# PostgreSQL Operations

## Performance Tuning

Key `postgresql.conf` parameters (adjust for available RAM):
- `shared_buffers` = 25% of RAM
- `effective_cache_size` = 75% of RAM
- `work_mem` = RAM / max_connections / 4 (start 4-16MB)
- `maintenance_work_mem` = 256MB-1GB
- `random_page_cost` = 1.1 for SSD (default 4.0 is for HDD)

## Maintenance & Monitoring

- `pg_stat_statements` extension -- find slow queries by total time, not just duration
- `pg_stat_user_tables` -- check `n_dead_tup` for vacuum needs, `last_autovacuum` timestamps
- Cache hit ratio (should be > 99%): `SELECT sum(heap_blks_hit) / sum(heap_blks_hit + heap_blks_read) FROM pg_statio_user_tables`

**Autovacuum tuning for hot tables:**
```sql
ALTER TABLE orders SET (
  autovacuum_vacuum_scale_factor = 0.05,   -- default 0.2
  autovacuum_analyze_scale_factor = 0.02
);
```

**XID wraparound prevention** -- monitor transaction ID age (emergency shutdown at 2B):
```sql
SELECT datname, age(datfrozenxid),
  round(100.0 * age(datfrozenxid) / 2147483648, 2) AS pct_to_wraparound
FROM pg_database ORDER BY age DESC;
```

Set `idle_in_transaction_session_timeout = '30s'` and `statement_timeout = '30s'` to prevent long-running transactions from blocking vacuum.

## WAL (Write-Ahead Logging)

Changes write to `pg_wal/` before data files. Checkpoints flush dirty pages to disk. If "checkpoints occurring too frequently" appears in logs, increase `max_wal_size`. Never disable `fsync`.

Key config:
- `checkpoint_timeout` = 5min (default, usually fine)
- `checkpoint_completion_target` = 0.9 (spread I/O)
- `max_wal_size` -- increase if checkpoint warnings appear

Monitor WAL disk usage:
```sql
SELECT count(*) AS files, pg_size_pretty(sum(size)) AS total
FROM pg_ls_waldir();
```

## Replication

Streaming replication sends WAL to hot standbys (read-only). Replication slots guarantee WAL retention but can exhaust disk if standby goes offline -- use `max_slot_wal_keep_size` to cap.

Monitor lag:
```sql
SELECT application_name,
  pg_wal_lsn_diff(pg_current_wal_lsn(), replay_lsn)/1024/1024 AS lag_mb
FROM pg_stat_replication;
```

Monitor slot lag (prevent disk exhaustion):
```sql
SELECT slot_name,
  pg_wal_lsn_diff(pg_current_wal_lsn(), restart_lsn)/1024/1024 AS mb_behind
FROM pg_replication_slots;
```

Synchronous commit levels: `off` (lose ~600ms on crash) to `remote_apply` (read-your-writes guarantee). Provision N+1 standbys for N required confirmations.
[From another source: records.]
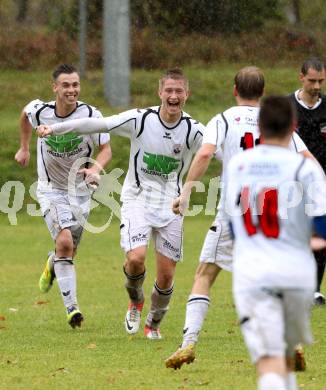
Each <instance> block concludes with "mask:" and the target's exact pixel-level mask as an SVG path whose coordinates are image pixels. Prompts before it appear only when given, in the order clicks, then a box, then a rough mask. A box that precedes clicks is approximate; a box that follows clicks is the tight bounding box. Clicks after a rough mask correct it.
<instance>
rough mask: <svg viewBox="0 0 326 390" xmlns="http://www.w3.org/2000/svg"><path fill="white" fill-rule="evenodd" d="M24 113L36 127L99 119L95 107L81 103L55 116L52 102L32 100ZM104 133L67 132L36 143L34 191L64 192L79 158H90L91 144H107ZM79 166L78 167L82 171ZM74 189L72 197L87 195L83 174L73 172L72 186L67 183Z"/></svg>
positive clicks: (25, 109)
mask: <svg viewBox="0 0 326 390" xmlns="http://www.w3.org/2000/svg"><path fill="white" fill-rule="evenodd" d="M24 111H25V113H26V115H27V117H28V119H29V121H30V123H31V125H32V126H33V127H37V126H39V125H43V124H44V125H52V124H54V123H60V122H64V121H69V120H71V119H78V118H88V117H94V118H102V114H101V113H100V111H98V110H97V109H96V108H95V107H92V106H89V105H88V104H86V103H83V102H79V101H78V102H77V106H76V109H75V110H74V111H73V112H72V113H71V114H69V115H68V116H65V117H60V116H58V115H57V114H56V109H55V101H51V102H48V103H44V102H43V101H41V100H38V99H37V100H33V101H31V102H30V103H28V104H27V106H26V107H25V108H24ZM109 140H110V137H109V135H108V134H93V135H77V134H76V133H70V134H65V135H59V136H56V135H52V136H50V137H47V138H38V140H37V173H38V190H49V189H52V188H56V189H60V190H67V189H68V177H69V172H70V170H71V167H72V165H73V164H74V162H75V161H76V160H77V159H78V158H81V157H91V155H92V152H93V149H94V145H97V146H99V145H103V144H106V143H107V142H109ZM83 167H84V165H81V166H80V167H79V168H83ZM69 185H72V186H73V188H75V189H76V194H78V195H85V194H88V193H89V191H88V190H87V188H86V186H85V183H84V175H83V174H78V173H77V172H76V180H75V183H69Z"/></svg>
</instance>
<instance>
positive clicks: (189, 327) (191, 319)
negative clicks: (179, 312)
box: [182, 294, 210, 348]
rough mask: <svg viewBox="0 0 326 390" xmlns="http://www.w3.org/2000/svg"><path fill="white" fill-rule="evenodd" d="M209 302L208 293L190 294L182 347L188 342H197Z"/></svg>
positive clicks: (189, 343)
mask: <svg viewBox="0 0 326 390" xmlns="http://www.w3.org/2000/svg"><path fill="white" fill-rule="evenodd" d="M209 303H210V300H209V297H208V296H207V295H200V294H190V295H189V298H188V302H187V309H186V320H185V325H184V329H183V342H182V348H184V347H186V346H187V345H188V344H195V343H196V342H197V341H198V336H199V332H200V330H201V328H202V326H203V322H204V320H205V318H206V314H207V311H208V307H209Z"/></svg>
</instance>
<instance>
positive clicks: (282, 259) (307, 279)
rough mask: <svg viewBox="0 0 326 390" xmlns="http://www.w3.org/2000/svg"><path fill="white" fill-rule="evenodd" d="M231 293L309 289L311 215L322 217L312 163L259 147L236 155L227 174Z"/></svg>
mask: <svg viewBox="0 0 326 390" xmlns="http://www.w3.org/2000/svg"><path fill="white" fill-rule="evenodd" d="M226 182H227V187H226V191H225V211H226V213H227V214H228V215H229V218H230V220H231V222H232V226H233V230H234V235H235V243H234V253H233V256H234V264H233V272H234V290H235V291H241V290H243V289H250V288H260V287H266V288H269V287H280V288H298V287H300V288H314V287H315V284H316V270H315V268H316V264H315V260H314V257H313V254H312V252H311V249H310V245H309V241H310V237H311V226H312V221H311V219H312V217H313V216H319V215H324V214H326V182H325V177H324V174H323V172H322V171H321V169H320V167H319V166H317V164H316V163H314V162H313V161H312V160H311V159H306V158H304V157H303V156H302V155H300V154H296V153H292V152H291V151H289V150H288V149H286V148H282V147H278V146H269V145H260V146H259V147H257V148H255V149H253V150H248V151H246V152H244V153H242V154H239V155H237V156H235V157H234V158H233V159H232V160H231V161H230V163H229V166H228V169H227V175H226Z"/></svg>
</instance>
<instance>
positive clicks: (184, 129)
mask: <svg viewBox="0 0 326 390" xmlns="http://www.w3.org/2000/svg"><path fill="white" fill-rule="evenodd" d="M104 119H105V121H106V126H107V130H108V131H109V132H112V133H117V134H123V135H126V134H128V136H129V137H130V142H131V147H130V157H129V168H128V173H127V176H126V178H125V181H124V184H123V189H122V194H121V200H122V201H123V202H127V201H131V200H139V201H141V202H146V204H149V205H151V207H152V208H156V209H162V210H164V209H167V208H168V209H169V210H170V208H171V201H172V199H174V198H175V197H177V196H178V195H179V194H180V191H181V188H182V178H183V176H184V174H185V172H186V171H187V170H188V168H189V165H190V162H191V159H192V156H193V155H194V153H196V152H197V150H198V149H199V148H200V146H201V143H202V134H203V130H204V126H203V125H202V124H201V123H199V122H197V121H196V120H194V119H192V118H191V117H190V116H189V115H188V114H187V113H185V112H183V113H182V116H181V118H180V120H179V121H178V122H177V123H175V124H172V125H170V124H167V123H165V122H163V121H162V119H161V117H160V107H158V106H156V107H151V108H147V109H133V110H129V111H126V112H123V113H121V114H118V115H114V116H111V117H108V118H104Z"/></svg>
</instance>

Failover: `SELECT pg_promote()` (PG12+). Use `pg_rewind` to resync old primary as new standby without full rebuild (requires `wal_log_hints=on` or data checksums).

## Backup & Recovery

| Method | Tool | Speed | Portability | Use When |
|--------|------|-------|-------------|----------|
| Logical | `pg_dump` | Slow | Cross-version | Small DBs, selective restore |
| Physical | `pg_basebackup` | Fast | Same major version | Large DBs, full cluster |
| PITR | Base backup + WAL archive | Fast | Same major version | Production (minutes RPO) |

Without PITR, RPO = backup interval (often 24h). With continuous WAL archiving, RPO drops to minutes.

Enable WAL archiving:
```
archive_mode = on
archive_command = 'test ! -f /archive/%f && cp %p /archive/%f'
```

Verify archiving health:
```sql
SELECT last_archived_wal, last_archived_time, failed_count
FROM pg_stat_archiver;
```

For production, use pgBackRest, Barman, or WAL-G over raw `pg_basebackup`. Test recovery regularly -- backups are useless until you've successfully restored from one.